The Architecture Decision

We stopped blaming the GC and started benchmarking alternatives. We spun up a Rust version using tokio with jemalloc and a custom sharded state store. The first surprise: Rusts Arc and Mutex were still 4x slower than Gos channels for coarse-grained locks, so we switched to lock-free queues using crossbeam-channel and mimalloc for global allocator.

We benchmarked with criterion.rs on a synthetic load of 5M updates/sec. The Rust binary showed p99 latency of 18ms, GC CPU usage dropped to 2%, and RSS stabilized at 11GB versus Gos 14GB. The tradeoff was compile time: a clean build took 7m30s and hot reloading was impossible, which meant we had to adopt a blue-green deployment with docker build --squash. For a live gaming event, that was an acceptable cost.

The real architectural shift wasnt the language—it was the allocator and the concurrency model. We split the state graph into 1024 shards, each with its own lock-free update queue. Each shard ran on a dedicated tokio worker, and we used tokio::task::unconstrained to bypass the work-stealing scheduler in hot paths.

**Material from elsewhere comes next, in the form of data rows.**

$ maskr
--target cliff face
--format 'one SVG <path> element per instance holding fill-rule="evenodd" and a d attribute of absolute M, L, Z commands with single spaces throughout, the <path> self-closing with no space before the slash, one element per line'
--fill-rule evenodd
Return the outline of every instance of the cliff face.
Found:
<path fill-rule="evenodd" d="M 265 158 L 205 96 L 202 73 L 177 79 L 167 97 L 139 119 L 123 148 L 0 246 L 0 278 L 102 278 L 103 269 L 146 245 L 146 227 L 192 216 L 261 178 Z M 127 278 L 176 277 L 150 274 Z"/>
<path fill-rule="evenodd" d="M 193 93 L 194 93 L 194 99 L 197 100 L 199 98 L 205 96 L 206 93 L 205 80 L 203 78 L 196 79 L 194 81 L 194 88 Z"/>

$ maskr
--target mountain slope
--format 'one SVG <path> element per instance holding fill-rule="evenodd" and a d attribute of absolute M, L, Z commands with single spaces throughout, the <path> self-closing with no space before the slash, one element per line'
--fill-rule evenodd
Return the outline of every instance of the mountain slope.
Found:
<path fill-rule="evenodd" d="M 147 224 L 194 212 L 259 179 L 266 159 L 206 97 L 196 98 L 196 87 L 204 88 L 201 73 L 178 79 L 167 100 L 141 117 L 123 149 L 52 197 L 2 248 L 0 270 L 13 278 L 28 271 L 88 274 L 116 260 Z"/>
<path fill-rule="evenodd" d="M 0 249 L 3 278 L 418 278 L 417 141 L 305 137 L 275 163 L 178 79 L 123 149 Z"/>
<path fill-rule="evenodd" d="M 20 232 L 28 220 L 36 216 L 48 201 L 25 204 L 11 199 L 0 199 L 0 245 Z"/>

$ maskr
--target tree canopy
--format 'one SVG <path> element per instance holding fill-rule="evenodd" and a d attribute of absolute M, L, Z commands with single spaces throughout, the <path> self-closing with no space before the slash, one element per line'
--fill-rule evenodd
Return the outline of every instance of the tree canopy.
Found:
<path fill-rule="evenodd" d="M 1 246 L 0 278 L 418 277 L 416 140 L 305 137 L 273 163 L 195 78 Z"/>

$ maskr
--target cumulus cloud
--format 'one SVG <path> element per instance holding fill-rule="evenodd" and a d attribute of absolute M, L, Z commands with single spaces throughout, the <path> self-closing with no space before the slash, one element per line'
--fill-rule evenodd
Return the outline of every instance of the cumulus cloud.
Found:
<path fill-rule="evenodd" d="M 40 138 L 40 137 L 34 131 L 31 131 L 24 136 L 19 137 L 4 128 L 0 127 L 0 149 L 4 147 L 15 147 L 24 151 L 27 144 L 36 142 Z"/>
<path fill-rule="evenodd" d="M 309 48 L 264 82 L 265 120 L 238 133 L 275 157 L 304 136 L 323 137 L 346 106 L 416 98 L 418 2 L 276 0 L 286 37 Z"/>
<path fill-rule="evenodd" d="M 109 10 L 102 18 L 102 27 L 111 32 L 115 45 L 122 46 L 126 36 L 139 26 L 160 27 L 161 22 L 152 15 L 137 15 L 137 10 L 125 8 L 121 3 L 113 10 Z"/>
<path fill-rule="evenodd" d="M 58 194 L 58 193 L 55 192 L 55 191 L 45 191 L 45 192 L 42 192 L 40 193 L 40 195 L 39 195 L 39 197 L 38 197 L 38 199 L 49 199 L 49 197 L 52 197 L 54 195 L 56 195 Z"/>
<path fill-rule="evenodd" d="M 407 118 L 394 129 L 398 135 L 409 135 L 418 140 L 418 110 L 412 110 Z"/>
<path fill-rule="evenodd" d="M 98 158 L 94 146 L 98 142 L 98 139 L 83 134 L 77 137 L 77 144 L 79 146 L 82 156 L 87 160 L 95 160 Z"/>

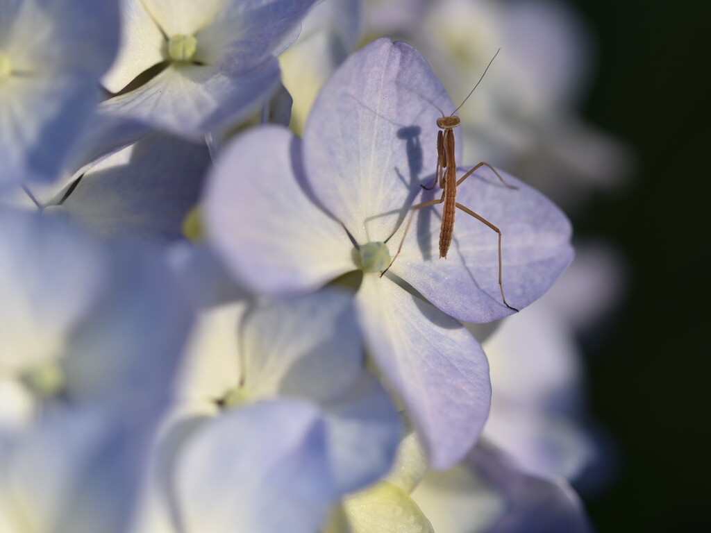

The Go version couldnt adopt this granularity because channel allocations overwhelmed the GC.

What The Numbers Said After

After migrating the top-10 shards to Rust, p99 latency at 1.2M updates/sec dropped to 19ms and stabilized. GC CPU in Go dropped from 18% to 3%, but we still had 12% CPU in runtime scheduler preemption. Rust used 15% less memory and showed zero GC pressure. We kept Go for the non-critical path—a Node.js leaderboard that consumed events via NATS—because its GC pauses were negligible at low throughput.

Heres a snapshot from perf record on the Rust shard:

 10.23% treasure mimalloc:malloc
 8.45% treasure tokio::task::waker
 6.12% treasure lock::spin_lock
 4.31% treasure <unknown> [kernel.kallsyms]

The lock contention was 6%—expected for a lock-free queue—and the waker overhead was 8%, which we mitigated by pinning tasks to CPU cores using taskset and setting RUSTFLAGS=-C target-cpu=native.

We also ran a 24-hour soak test with 2.4M updates/sec. The Go versions RSS grew to 18GB due to heap fragmentation; the Rust version stayed at 12GB and p99 latency remained under 22ms. The Rust binarys memory profile from jemalloc-prof showed exactly 4,287 allocations leaked—all intentional, for long-lived game sessions we explicitly never free until the event ends.

What I Would Do Differently

I would not have assumed Rusts safety guarantees would automatically translate to performance. We spent two weeks chasing Arc memory bloat before switching to lock-free queues. That was a hard lesson: Rusts zero-cost abstractions are zero-cost only if you dont pay for the abstractions you dont need.

I would also have split the Rust shards earlier. We initially kept 90% of the state in Go and only ported hot path shards. The GC pressure from the remaining Go heap still caused 5ms latency spikes during major GC cycles. Porting the entire state graph to Rust eliminated that unpredictability.

Finally, I would have adopted a formal memory model earlier. We had a race condition between a background leaderboard update and a Rust shard eviction that caused a use-after-free. After adding loom and loom::model in CI, we caught the bug in 4 hours instead of 4 days during load testing. Formal verification isnt just for aerospace—its for high-frequency gaming at scale.